Start Erzgebirge Vom Bandleader zum Stadtführer
Artikel von: Sven Günther
04.08.2022

Vom Bandleader zum Stadtführer

Heinz-Peter Haustein (links) und Jörg Klaffenbach, der neue Bürgermeister von Olbernhau. Foto: Frank Helmert

 

Die Gitarre bleibt daheim…

Von Sven Günther
Olbernhau. Er saß nicht im Stadtrat, gehört keiner Partei an, ist in Sachen Politik im wahrsten Wortsinn ein Außenseiter.
Trotzdem – oder vielleicht gerade deshalb – wählten ihn die Olbernhauer zum neuen Bürgermeister. Der Bandleader der Rockgruppe „On Air“ ist Stadtführer. Rod-Steward-Frisur statt Krawatte. Der Chef des örtlichen ALDI-Marktes im Rathaus-Chefsessel.
Dem WochenENDspiegel gab er dieses Interview:

WOCHENENDSPIEGEL: Am Montag (1. August) zogen Sie ins Rathaus ein. Welche drei Vorhaben wollen Sie zuerst versuchen umzusetzen?
JÖRG KLAFFENBACH: Zunächst werde ich mich mit meinen Kolleginnen und Kollegen der Stadtverwaltung bekannt machen. Wir befinden uns im Endspurt zum 6. SBHKT, des Weiteren gilt es kommunal auf die Gasmangellage zu reagieren und der Haushaltsplan für die Jahre 2023/24 muss gestrickt werden. Darin möchte ich dann Themen meines Wahlprogrammes platzieren. Welche das sind, wird demokratisch mit Stadtverwaltung und Stadtrat abgestimmt.

WOCHENENDSPIEGEL: Dass ein Polit-Neuling ein Bürgermeisteramt übernimmt, ist die Ausnahme. Woher nehmen Sie den Mut, diese Aufgabe anzugehen?
JÖRG KLAFFENBACH: Ich verstehe mich als Dienstleister am Bürger und diene meiner Heimatstadt. Dabei ist es vielleicht gut, die Sprache derer zu kennen und zu sprechen. Seminare und Schulungen, das Rüstzeug eines Bürgermeisters betreffend, werde ich kurzfristig besuchen.
WOCHENENDSPIEGEL: Sie folgen auf Heinz-Peter Haustein, einem Politik-Profi.

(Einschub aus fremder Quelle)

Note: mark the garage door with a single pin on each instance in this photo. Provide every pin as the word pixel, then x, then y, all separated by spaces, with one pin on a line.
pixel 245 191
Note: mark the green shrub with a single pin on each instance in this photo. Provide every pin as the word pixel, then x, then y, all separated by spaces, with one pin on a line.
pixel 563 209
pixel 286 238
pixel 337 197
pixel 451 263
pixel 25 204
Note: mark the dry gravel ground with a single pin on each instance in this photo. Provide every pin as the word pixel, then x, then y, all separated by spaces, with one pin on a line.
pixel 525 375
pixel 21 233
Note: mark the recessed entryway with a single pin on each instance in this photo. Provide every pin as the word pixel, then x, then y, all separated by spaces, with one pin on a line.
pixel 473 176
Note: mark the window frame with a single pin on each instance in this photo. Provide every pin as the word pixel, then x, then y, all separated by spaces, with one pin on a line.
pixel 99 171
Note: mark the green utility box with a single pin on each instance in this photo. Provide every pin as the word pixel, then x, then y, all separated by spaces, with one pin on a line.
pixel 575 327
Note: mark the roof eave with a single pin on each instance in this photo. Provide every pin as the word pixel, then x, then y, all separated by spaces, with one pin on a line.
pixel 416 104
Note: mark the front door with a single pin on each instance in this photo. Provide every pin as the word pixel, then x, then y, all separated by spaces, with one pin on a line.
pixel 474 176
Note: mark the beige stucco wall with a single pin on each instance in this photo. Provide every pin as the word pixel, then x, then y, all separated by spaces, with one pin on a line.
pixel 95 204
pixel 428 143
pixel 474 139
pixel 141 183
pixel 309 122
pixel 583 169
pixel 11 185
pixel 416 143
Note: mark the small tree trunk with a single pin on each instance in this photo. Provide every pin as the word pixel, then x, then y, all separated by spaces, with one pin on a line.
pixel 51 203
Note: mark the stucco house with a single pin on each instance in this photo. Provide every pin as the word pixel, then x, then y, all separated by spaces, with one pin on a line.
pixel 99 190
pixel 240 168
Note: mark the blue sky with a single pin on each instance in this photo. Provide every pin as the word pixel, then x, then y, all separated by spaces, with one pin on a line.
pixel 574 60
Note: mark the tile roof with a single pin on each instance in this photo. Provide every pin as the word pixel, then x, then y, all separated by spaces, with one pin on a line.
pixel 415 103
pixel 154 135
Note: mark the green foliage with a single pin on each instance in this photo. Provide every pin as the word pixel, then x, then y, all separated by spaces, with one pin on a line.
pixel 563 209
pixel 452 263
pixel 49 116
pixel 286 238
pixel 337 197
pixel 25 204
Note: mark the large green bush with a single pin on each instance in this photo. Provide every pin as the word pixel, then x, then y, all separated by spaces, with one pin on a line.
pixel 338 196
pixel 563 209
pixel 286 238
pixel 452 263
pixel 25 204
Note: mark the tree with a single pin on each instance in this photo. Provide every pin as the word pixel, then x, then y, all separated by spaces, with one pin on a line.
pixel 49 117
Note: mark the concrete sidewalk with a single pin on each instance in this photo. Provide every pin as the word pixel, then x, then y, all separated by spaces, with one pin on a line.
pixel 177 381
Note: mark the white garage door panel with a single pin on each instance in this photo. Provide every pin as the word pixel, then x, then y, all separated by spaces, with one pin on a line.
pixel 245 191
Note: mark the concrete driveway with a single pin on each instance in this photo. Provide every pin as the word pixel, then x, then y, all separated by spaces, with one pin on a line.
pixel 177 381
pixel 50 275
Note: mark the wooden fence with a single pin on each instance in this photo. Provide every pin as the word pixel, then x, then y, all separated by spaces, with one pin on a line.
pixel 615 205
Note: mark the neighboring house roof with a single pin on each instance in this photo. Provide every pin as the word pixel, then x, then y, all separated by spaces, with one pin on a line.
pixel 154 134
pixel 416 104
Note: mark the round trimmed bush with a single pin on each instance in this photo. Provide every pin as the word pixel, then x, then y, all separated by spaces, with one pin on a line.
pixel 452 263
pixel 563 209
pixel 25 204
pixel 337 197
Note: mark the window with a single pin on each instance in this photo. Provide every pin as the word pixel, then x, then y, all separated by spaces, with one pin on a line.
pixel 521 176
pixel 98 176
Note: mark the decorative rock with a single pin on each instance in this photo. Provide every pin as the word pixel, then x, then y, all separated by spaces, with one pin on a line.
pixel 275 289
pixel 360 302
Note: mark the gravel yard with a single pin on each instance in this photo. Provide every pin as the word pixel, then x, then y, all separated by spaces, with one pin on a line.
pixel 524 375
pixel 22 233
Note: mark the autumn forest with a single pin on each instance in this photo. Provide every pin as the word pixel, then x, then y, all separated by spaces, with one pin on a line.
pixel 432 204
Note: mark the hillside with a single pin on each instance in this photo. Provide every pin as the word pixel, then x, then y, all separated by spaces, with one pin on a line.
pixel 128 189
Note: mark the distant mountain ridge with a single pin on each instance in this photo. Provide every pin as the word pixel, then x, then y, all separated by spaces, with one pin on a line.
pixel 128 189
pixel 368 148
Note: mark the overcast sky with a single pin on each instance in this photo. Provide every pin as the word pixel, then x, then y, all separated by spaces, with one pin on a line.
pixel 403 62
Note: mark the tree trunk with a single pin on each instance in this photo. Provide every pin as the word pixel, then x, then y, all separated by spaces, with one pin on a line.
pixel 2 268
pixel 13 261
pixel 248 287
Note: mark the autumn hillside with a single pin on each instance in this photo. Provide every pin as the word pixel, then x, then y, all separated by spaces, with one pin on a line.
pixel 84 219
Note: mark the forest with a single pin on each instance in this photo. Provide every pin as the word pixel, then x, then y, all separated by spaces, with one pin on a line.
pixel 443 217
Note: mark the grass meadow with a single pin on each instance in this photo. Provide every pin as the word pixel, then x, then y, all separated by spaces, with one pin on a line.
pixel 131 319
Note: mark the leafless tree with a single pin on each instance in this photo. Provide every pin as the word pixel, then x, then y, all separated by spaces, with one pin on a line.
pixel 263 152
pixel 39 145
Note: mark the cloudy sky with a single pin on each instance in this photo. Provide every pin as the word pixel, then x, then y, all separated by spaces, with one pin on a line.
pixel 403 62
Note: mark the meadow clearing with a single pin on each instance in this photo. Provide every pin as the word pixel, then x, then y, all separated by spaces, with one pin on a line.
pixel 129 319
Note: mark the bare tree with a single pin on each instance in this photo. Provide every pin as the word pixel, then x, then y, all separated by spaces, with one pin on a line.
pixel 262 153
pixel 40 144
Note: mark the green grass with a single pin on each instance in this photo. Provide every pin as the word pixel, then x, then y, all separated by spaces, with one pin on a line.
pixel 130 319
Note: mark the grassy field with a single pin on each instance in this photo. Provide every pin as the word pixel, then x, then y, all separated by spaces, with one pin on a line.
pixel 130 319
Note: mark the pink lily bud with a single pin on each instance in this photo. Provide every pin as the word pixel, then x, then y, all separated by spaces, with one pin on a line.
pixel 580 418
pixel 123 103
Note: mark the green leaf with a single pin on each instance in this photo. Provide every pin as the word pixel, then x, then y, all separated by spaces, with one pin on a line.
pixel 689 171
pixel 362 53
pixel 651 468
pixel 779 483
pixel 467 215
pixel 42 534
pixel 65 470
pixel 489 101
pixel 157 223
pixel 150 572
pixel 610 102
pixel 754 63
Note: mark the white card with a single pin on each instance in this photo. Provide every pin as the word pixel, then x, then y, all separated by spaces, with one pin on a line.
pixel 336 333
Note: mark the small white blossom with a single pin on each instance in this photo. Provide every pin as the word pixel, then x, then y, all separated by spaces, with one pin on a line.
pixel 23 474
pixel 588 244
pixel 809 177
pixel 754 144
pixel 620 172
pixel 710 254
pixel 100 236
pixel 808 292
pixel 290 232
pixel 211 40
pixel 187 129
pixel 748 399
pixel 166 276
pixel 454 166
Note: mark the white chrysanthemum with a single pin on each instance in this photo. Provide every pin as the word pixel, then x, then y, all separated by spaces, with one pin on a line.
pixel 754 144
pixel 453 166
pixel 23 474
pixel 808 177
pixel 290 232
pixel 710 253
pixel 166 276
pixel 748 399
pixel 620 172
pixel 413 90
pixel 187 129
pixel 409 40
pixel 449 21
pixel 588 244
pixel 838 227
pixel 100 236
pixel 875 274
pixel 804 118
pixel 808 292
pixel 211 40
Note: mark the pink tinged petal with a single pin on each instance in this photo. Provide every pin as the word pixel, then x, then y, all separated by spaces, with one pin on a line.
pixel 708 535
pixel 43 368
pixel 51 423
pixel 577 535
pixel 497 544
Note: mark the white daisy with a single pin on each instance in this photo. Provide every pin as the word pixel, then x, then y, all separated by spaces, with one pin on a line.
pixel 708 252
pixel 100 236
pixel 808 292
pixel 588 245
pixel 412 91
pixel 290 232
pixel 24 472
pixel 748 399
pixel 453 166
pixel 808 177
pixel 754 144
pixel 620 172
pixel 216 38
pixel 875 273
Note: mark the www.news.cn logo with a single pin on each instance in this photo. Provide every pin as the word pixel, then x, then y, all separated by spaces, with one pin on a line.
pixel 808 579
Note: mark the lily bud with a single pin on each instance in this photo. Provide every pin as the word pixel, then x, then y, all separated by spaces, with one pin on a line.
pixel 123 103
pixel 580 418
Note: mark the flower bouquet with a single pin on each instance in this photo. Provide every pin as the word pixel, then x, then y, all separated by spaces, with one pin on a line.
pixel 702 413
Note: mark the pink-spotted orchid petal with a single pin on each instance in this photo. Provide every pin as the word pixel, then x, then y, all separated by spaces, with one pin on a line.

Wie war der Austausch zwischen ihnen?
JÖRG KLAFFENBACH: Heinz-Peter Haustein ist ein Urgestein unserer erzgebirgischen Heimat. In zahlreichen Gesprächen und „Einarbeitungsstunden“ mit ihm in den letzten Wochen hat er mir wertvolle Tipps und seine Erfahrungen und Wissen vermittelt. Dafür bin ich ihm sehr dankbar.

WOCHENENDSPIEGEL: Ihr bisheriger Arbeitgeber – ALDI – gilt gemeinhin als perfekt durchstrukturiert. Fürchten Sie die Bürokratie, die an Verwaltungen immer wieder kritisiert wird?
JÖRG KLAFFENBACH: Tatsächlich kam es bei meinem bisherigen Arbeitgeber darauf an, auf Mitbewerber, besondere Zeiten oder Herausforderungen schnell und trotzdem wirtschaftlich zu reagieren. Ich wünsche mir, dass es uns gelingt, bürokratische Barrieren in den Verwaltungen unseres Landes abzubauen, dass uns die Zeit und der Fortschritt nicht davon läuft.

WOCHENENDSPIEGEL: Sie haben noch bis zum Freitag im Supermarkt gearbeitet, sind seit Montag Bürgermeister. Hatten Sie keine Lust auf Urlaub oder wenigstens auf ein paar freie Tage?
JÖRG KLAFFENBACH: Meinen Urlaub habe ich gecancelt, die Tage zur ersten Einarbeitung genutzt. Natürlich muss der Akku auch wieder aufgeladen werden, um wieder Kraft zu tanken. Das wird irgendwann auch nachgeholt.

WOCHENENDSPIEGEL: Gibt es etwas, dass Sie aus Ihrem alten Büro ins neue mitnehmen?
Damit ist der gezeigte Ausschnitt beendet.